La même besogne peut demander plus ou moins d’efforts : tel mécanicien-monteur vous dira que, selon qu’il travaille à l’heure ou aux pièces, qu’il se contente de « remplir sa journée, » ou qu’il a à cœur d’abattre de l’ouvrage, il manœuvrera sa lime avec une activité bien différente. Ce sera toujours le même homme et la même lime, seulement la somme de fatigue ne sera pas la même dans les deux cas.

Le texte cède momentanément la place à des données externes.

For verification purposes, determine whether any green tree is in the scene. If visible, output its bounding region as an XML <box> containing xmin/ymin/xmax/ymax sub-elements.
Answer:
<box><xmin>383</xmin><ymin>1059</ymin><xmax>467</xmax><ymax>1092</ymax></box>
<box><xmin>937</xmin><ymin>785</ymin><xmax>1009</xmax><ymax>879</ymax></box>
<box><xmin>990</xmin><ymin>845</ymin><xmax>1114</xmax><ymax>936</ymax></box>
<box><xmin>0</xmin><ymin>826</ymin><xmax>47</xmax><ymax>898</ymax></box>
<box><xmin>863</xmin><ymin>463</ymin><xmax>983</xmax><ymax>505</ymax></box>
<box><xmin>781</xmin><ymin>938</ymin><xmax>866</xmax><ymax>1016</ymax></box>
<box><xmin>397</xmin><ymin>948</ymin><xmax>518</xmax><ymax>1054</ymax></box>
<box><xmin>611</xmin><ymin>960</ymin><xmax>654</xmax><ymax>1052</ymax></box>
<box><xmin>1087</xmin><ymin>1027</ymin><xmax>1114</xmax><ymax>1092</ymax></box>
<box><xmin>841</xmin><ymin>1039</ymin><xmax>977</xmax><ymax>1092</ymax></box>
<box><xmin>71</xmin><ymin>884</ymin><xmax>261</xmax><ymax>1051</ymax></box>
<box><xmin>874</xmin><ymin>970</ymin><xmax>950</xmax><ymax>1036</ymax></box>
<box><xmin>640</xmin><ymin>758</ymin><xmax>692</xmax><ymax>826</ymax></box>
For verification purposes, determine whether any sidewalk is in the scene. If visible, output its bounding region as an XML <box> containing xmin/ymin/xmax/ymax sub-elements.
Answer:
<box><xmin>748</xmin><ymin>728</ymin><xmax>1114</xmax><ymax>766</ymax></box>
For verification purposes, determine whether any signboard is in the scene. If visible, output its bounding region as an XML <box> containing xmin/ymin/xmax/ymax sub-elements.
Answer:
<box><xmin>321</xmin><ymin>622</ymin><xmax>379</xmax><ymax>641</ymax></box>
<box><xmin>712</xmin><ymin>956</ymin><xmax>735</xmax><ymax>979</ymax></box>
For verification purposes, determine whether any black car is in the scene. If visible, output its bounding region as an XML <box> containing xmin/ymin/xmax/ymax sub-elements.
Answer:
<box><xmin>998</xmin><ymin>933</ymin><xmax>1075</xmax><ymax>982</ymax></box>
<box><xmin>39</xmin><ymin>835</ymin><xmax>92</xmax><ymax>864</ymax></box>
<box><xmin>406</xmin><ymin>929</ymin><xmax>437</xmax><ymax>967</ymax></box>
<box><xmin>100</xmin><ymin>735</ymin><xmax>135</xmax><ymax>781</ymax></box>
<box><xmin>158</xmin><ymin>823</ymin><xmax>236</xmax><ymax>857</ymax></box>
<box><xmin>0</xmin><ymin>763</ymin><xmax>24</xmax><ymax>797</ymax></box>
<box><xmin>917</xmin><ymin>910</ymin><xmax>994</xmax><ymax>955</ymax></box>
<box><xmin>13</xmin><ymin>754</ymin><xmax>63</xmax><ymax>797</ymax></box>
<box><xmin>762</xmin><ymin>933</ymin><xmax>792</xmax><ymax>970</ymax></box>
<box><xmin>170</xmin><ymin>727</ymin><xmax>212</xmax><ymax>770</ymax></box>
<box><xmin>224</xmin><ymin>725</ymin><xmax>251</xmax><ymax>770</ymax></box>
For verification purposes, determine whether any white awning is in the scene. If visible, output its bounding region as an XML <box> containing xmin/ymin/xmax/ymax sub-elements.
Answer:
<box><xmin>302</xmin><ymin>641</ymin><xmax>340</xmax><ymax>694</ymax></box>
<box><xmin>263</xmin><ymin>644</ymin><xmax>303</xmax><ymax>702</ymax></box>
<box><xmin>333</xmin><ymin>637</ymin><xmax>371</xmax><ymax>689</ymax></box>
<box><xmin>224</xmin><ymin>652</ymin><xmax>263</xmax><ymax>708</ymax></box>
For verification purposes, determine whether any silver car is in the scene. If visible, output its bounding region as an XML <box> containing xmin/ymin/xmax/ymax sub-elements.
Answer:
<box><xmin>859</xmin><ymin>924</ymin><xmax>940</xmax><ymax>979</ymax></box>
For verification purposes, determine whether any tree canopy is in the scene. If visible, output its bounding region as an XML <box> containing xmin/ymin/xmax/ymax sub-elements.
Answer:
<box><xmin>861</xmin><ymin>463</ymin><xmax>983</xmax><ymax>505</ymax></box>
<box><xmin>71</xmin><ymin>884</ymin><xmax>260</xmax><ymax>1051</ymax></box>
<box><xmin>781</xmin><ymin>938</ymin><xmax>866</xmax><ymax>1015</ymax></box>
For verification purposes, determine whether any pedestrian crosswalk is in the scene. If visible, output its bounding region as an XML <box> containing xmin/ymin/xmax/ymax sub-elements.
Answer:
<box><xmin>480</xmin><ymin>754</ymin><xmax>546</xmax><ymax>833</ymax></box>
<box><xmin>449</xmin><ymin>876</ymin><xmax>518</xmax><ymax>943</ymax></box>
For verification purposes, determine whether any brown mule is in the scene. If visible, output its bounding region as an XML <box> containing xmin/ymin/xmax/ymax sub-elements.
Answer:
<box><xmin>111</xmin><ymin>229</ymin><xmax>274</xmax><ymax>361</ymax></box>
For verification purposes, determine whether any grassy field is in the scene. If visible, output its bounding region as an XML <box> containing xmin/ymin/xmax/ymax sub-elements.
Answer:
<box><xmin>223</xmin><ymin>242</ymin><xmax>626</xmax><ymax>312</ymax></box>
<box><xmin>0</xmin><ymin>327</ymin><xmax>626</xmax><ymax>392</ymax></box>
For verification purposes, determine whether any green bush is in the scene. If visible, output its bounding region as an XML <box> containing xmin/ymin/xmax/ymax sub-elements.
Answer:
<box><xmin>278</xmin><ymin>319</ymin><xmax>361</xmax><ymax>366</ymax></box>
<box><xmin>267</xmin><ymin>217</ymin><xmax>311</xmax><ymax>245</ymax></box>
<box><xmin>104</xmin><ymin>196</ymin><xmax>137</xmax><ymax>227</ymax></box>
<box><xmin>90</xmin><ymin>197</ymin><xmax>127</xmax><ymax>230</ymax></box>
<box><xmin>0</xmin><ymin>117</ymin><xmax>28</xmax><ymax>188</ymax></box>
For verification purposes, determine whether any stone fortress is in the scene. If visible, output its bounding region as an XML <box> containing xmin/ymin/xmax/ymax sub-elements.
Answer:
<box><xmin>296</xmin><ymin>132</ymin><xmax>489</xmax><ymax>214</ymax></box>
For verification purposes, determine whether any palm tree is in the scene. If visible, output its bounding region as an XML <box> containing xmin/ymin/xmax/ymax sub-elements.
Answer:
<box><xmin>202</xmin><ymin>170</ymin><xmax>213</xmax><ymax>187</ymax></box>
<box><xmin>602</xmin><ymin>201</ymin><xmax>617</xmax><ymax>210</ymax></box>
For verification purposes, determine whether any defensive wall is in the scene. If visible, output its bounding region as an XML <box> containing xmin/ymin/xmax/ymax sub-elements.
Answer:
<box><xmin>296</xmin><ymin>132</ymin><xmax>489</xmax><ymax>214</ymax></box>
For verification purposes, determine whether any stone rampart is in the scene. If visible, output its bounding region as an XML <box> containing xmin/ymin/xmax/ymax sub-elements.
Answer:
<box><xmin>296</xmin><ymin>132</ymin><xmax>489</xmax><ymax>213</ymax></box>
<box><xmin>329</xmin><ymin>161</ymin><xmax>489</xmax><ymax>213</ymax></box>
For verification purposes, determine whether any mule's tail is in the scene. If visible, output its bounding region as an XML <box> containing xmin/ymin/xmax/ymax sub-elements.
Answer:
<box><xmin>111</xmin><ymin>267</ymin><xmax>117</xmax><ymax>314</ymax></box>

C’est l’histoire de cet orchestre de théâtre dont le directeur avait réduit les appointemens : les musiciens, en représailles, avaient réduit le son ; ils s’étaient entendus pour « jouer à la muette ; » les cordes murmuraient, les cuivres soupiraient, on ne pouvait pas dire qu’ils ne jouaient pas, mais à une petite distance on n’entendait rien. En présence des degrés infinis dans le déploiement de la force ou de l’adresse physique, dans la contention d’esprit qu’exigent les multiples travaux humains, on conçoit que huit heures soient trop longues ou trop courtes. L’usage, c’est-à-dire la commune volonté, a décidé de tout cela, il assigne à chacun la journée qui convient à ses forces.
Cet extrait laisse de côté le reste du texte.